In this case, the three scientists – Richard Heck, from the United States, and Ei-ichi Negishi and Akira Suzuki, both from Japan – discovered how to use palladium as a catalyst in ways that made more efficient use of the primary ingredients in molecules they were forming, yielded more precise results, and allowed researchers to use increasingly mild reagents.

Armed with this palladium-based toolkit, chemists are having an easier go at reproducing in the lab complex carbon-based molecules that once appeared only in nature – allowing them to replicate substances that have a range of properties useful in medicine and industry. By some estimates, "no less than 25 percent of all chemical reactions in the pharmaceutical industry are actually based on these methods," says Claes Gustafsson, a biochemist at the University of Gothenburg in Sweden and a member of the Royal Swedish Academy of Science committee that selected the winners. He made the comment in an interview with the Associated Press following Wednesday morning's announcement.

For decades, scientists have been captivated by the potentially valuable natural chemicals or materials plants and animals produce through biological processes at essentially room temperature. Often, reproducing these in the lab requires something of a brute-force approach – by introducing heat, for instance. Or researchers can use additional chemicals to stimulate the desired reactions, but doing so wastes some of the original ingredients in the process.

Case in point: a chemical produced by a species of Caribbean sea sponge that the organism uses to fend off predators. Biomedical researchers noted that the chemical, discodermolide, also showed promise as a cancer treatment.

Harvesting sponges for their discodermolide was out of the question. So was recreating the complex chemical in the lab – until the palladium-catalized cross-coupling techniques the Nobel trio developed were applied to the problem.

Scientists have also used the approach to develop antifungal agents for farming and enhanced the ability of organic light-emitting diodes, used in computer displays, to render the color blue – one of the three primary colors in visible light.

In the 40 years since the approach was first developed, researchers have continued to refine it.
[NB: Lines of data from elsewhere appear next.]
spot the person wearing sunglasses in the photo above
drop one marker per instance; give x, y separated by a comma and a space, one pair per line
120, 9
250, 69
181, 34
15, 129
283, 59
Earlier this year, for instance, scientists announced that they had attached palladium to graphene – a one-atom-thin layer of carbon that won two Britain-based scientists the 2010 Nobel Prize in physics Oct. 5 – and conducted the carbon-carbon bonding exercise in water.

Dr. Heck carried out his research at the University of Delaware, while Dr. Negichi conducted his research at Purdue University. Dr. Suzuki carried out his experiments at Hokkaido University in Japan. The three will split the $1.5 million check that comes with the award.